More frequent flyers: Apollo travellers want faster air service when sailings cancelled
'Here in Labrador, we just like to feel that we are being treated the same as other parts of the province'
The president of the Combined Councils of Labrador says stranded MV Apollo travellers should not have to wait five days before the province calls in air service — since other ferry users don't have to wait that long.
"If you look at what goes on in other parts of this province — which is Fogo Island or Bell Island — when their service can't operate, flights are put on sometimes as early as the day service ceases," said Trent O'Brien.
"Here in Labrador we just like to feel that we are being treated the same as other parts of the province and getting the same level of service."
The Apollo is supposed to provide a daily service from Blanc Sablon in Quebec to St. Barbe on the Northern Peninsula, a journey of one hour and 45 minutes when all goes well.
But O'Brien recounted his recent travels that saw him arrive in St. Barbe last Friday morning, and the next crossing didn't happen for another three days. High winds were the problem, but heavy ice is often a factor, too.
Whatever the cause, patience is wearing thin, said O'Brien.
"People are missing the opportunity to get home for different reasons. Some are missing time that they are supposed to be at work, some are racking up costly hotel bills and meal bills by being stuck in the hotel over there waiting on the boat," he told CBC Radio's Labrador Morning.
"So yeah, the frustration tends to grow pretty quickly."
He said air service doesn't kick in until after the Apollo has missed five days of consecutive crossings — a threshold that is too high.
"I've heard politicians say over the last couple of years, over the last year or so, that that's better than anything the former government did for us. Which, yeah, OK, we never got flights under any government. But five days, it's still far far too much."
It doesn't appear that the timeline will change any time soon.

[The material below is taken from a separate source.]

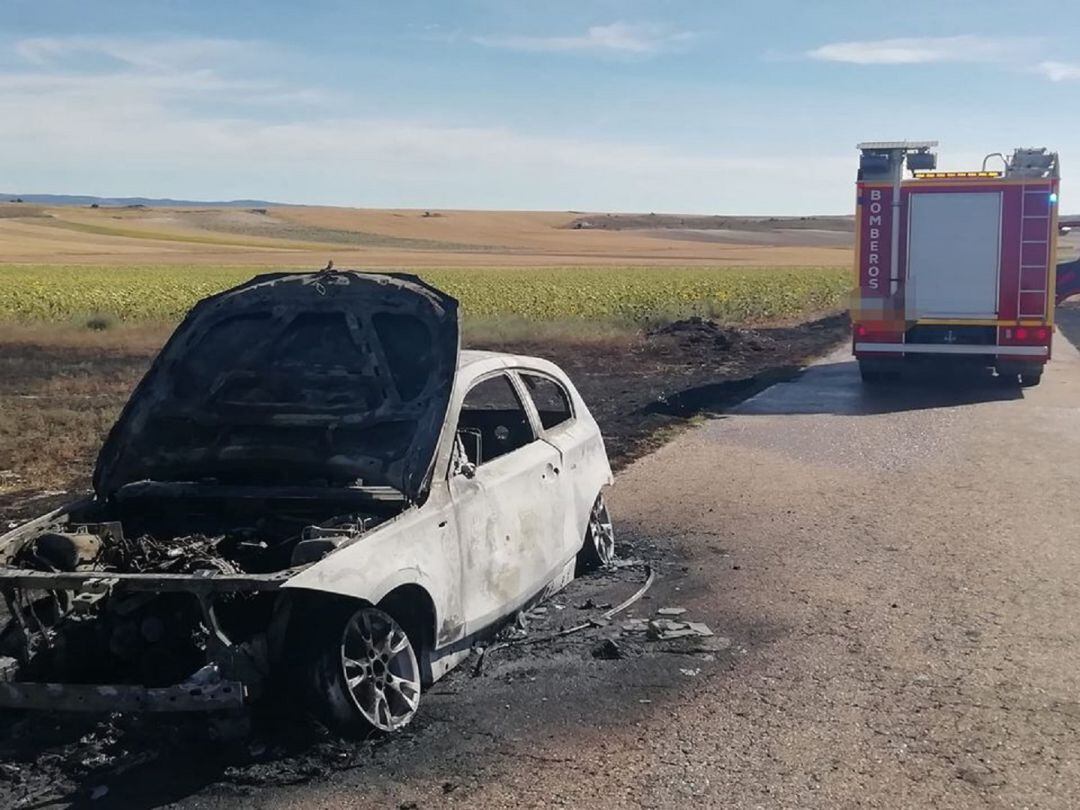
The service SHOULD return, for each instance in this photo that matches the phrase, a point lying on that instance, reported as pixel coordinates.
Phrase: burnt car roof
(332, 377)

"A lot can happen within five days in the Strait of Belle Isle, such as a change in weather and ice pressure and the arrival of an ice breaker, all which can allow the vessel to sail again," reads a statement from the Department of Transportation and Works.
O'Brien pointed to an alternative port in Corner Brook that could be helpful.

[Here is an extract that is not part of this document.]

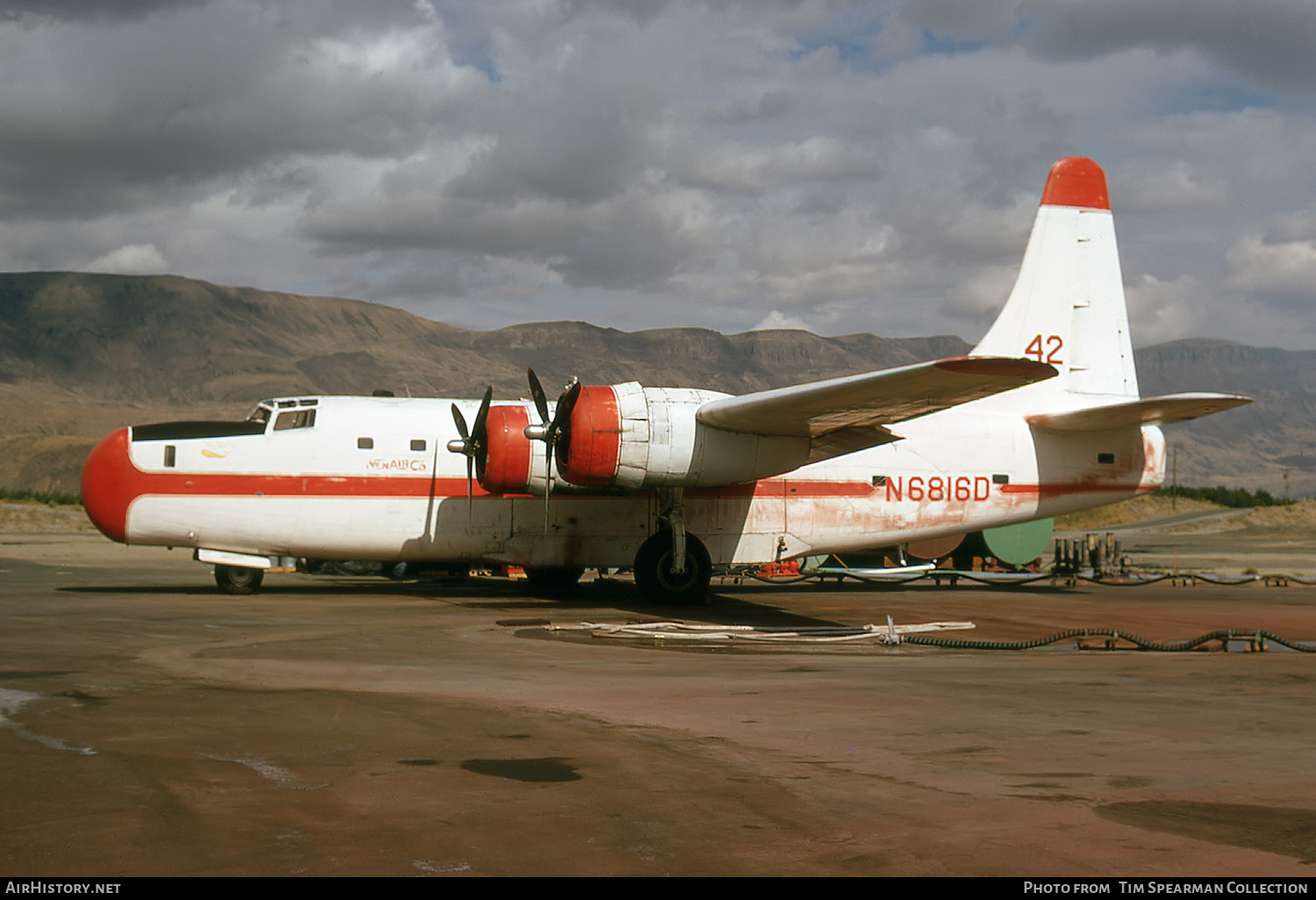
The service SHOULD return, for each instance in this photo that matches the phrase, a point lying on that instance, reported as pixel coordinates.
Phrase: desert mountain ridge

"I think that the contractor, government and coast guard have to step up and start using that port more often," he said.
But that's not meant for regular use, insisted government.

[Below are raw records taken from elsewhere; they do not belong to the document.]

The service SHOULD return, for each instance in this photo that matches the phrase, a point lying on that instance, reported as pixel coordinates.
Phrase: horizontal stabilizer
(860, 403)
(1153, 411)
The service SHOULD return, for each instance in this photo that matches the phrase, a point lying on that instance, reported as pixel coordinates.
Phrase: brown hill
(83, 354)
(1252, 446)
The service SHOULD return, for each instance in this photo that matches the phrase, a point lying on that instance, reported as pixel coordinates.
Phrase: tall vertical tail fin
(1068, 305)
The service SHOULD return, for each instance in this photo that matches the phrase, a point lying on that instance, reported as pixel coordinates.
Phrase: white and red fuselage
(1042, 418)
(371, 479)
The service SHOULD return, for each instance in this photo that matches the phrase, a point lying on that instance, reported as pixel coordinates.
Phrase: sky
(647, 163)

"The alternate port for the Apollo in Corner Brook is used only as a last resort, and can pose travel challenges for passengers headed to St. Anthony for medical appointments and other business," a spokesperson for the Department of Transportation and Works said in an email.
"The department works to provide supplementary air transportation services to vessels throughout the province on a case-by-case basis. In some cases, those services are put into place on the same day."
That's little comfort to O'Brien and other stranded passengers, who "have a tendency to come together and have pretty frank conversations about it," he said.
"Everyone you talk to is sharing the same level of frustration."